There are important differences between human endurance sport and computer models of airport throughput, however. Most notably, endurance sport is a social system nested inside the larger societal system, and as such it is subject to certain braking forces on its evolution that manmade self-organizing systems are not. Tradition is one such factor. In my experience, the top endurance coaches don’t put as much effort into innovating as they might, and I think that’s simply because, as human beings, top endurance coaches are deferential to “the way things are done” in the sport, no different than how teachers are deferential to the traditions of the institution where they teach. Consequently, opportunities to do things a little better sometimes wait a little longer to be discovered than they do in tech.
Which brings us to the topic of this article. The innovation known as block periodization originated in the weightlifting realm, where the practice is widespread. In the endurance realm, the term carries a slightly different meaning and the practice is not as widespread. As it applies to endurance sports, block periodization entails separating the volume and intensity elements of training. For example, a runner might do a block of three high-intensity workouts one week and a block of six longer low-intensity workouts the next week.

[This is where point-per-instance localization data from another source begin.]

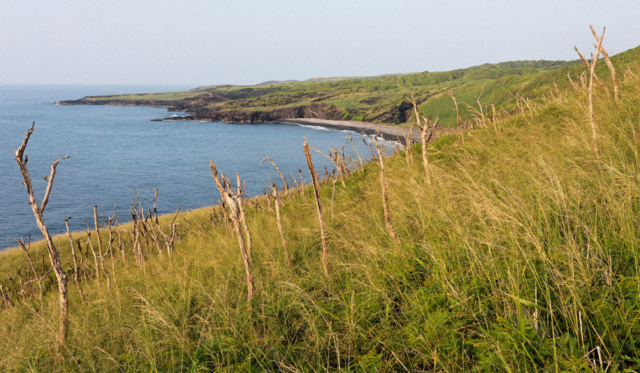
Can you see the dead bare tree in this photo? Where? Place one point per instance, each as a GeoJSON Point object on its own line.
{"type": "Point", "coordinates": [61, 276]}
{"type": "Point", "coordinates": [284, 180]}
{"type": "Point", "coordinates": [607, 60]}
{"type": "Point", "coordinates": [26, 249]}
{"type": "Point", "coordinates": [316, 189]}
{"type": "Point", "coordinates": [587, 65]}
{"type": "Point", "coordinates": [385, 192]}
{"type": "Point", "coordinates": [592, 74]}
{"type": "Point", "coordinates": [426, 132]}
{"type": "Point", "coordinates": [458, 128]}
{"type": "Point", "coordinates": [226, 192]}
{"type": "Point", "coordinates": [274, 193]}
{"type": "Point", "coordinates": [243, 218]}
{"type": "Point", "coordinates": [102, 265]}
{"type": "Point", "coordinates": [73, 255]}
{"type": "Point", "coordinates": [95, 256]}
{"type": "Point", "coordinates": [356, 150]}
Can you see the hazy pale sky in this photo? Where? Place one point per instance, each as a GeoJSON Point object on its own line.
{"type": "Point", "coordinates": [200, 42]}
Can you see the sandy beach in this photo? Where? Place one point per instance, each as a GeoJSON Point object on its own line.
{"type": "Point", "coordinates": [389, 132]}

The developers of block periodization saw it as a way to make training harder without making it more stressful. They presumed that elite athletes were already training as hard as they could in the traditional way, where high-volume, low-intensity interval training and high-intensity interval training are mixed. It seemed plausible that by separating these two different types of training, athletes could do more of both without necessarily doing either in excess. During high-intensity training weeks, athletes would not be limited by fatigue induced by long workouts at low intensity, and during volume weeks, athletes would not be limited by fatigue induced by high-intensity intervals workouts.

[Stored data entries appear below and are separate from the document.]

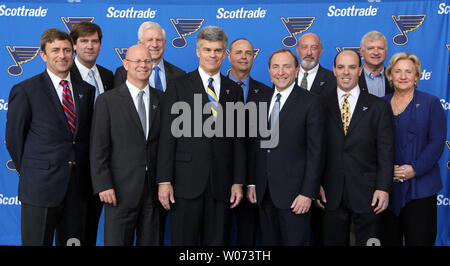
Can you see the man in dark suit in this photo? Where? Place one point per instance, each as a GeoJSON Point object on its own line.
{"type": "Point", "coordinates": [200, 175]}
{"type": "Point", "coordinates": [241, 57]}
{"type": "Point", "coordinates": [47, 135]}
{"type": "Point", "coordinates": [312, 76]}
{"type": "Point", "coordinates": [87, 38]}
{"type": "Point", "coordinates": [124, 143]}
{"type": "Point", "coordinates": [373, 78]}
{"type": "Point", "coordinates": [359, 162]}
{"type": "Point", "coordinates": [153, 36]}
{"type": "Point", "coordinates": [287, 176]}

Among the leading scientific investigators of block periodization in endurance athletes is Bent Rønnestad of Inland Norway University. In a 2019 meta-analysis of his and others’ work in this area, Rønnestad and colleagues concluded, “Block periodization is an adequate, alternative training strategy to traditional periodization as evidenced by superior training effects on VO2max and [maximal power output] in athletes. The reviewed studies show promising effects for BP of endurance training; however, these results must be considered with some caution due to small studies with generally low methodological quality.”
The most recent study of the effects of block periodization was conducted by Polish researchers and published in the International Journal of Environmental Research and Public Health last month. Twenty competitive mountain bikers were separated into two groups. For eight weeks, members of one group followed a traditional periodization model where each week included a mix of low-intensity riding, high-intensity interval work, and sprint interval training, while the second group followed a block periodization model where 17-day blocks of low-intensity riding were alternated with 11-day blocks of HIIT and sprint interval sessions.

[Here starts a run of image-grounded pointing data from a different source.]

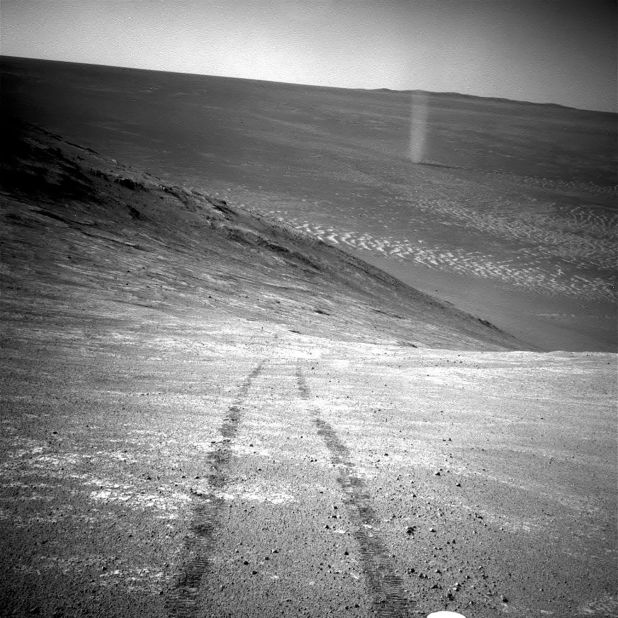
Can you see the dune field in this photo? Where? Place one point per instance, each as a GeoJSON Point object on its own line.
{"type": "Point", "coordinates": [256, 355]}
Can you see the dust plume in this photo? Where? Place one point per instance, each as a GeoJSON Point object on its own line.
{"type": "Point", "coordinates": [418, 126]}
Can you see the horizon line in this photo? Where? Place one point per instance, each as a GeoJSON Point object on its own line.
{"type": "Point", "coordinates": [362, 89]}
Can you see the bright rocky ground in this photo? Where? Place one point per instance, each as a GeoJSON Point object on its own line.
{"type": "Point", "coordinates": [208, 414]}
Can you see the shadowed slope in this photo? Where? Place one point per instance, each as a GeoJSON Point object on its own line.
{"type": "Point", "coordinates": [85, 237]}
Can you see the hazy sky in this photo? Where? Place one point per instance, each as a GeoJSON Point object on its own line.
{"type": "Point", "coordinates": [561, 51]}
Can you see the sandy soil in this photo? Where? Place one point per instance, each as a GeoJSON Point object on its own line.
{"type": "Point", "coordinates": [235, 469]}
{"type": "Point", "coordinates": [510, 212]}
{"type": "Point", "coordinates": [205, 415]}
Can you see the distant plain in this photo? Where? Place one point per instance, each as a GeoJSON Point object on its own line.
{"type": "Point", "coordinates": [205, 410]}
{"type": "Point", "coordinates": [509, 214]}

Both groups underwent physiological and performance testing before and after the eight-week training period. Improvements were about equal in the two groups in all measures except VO2max, where the traditional periodization group experienced bigger gains, going from 3.66 to 4.2 L∙min−1 compared to 3.75 to 4.0 L∙min−1 in the block periodization group.
Where does this leave us? For better or worse, training innovations that are disruptive to existing best practices need to have a better story to tell than “possibly slightly superior in some metrics according to some but not all studies” if they are to overcome the inertia of tradition. I stand ready to be an early adopter of the next such innovation that comes along, but block periodization probably ain’t it.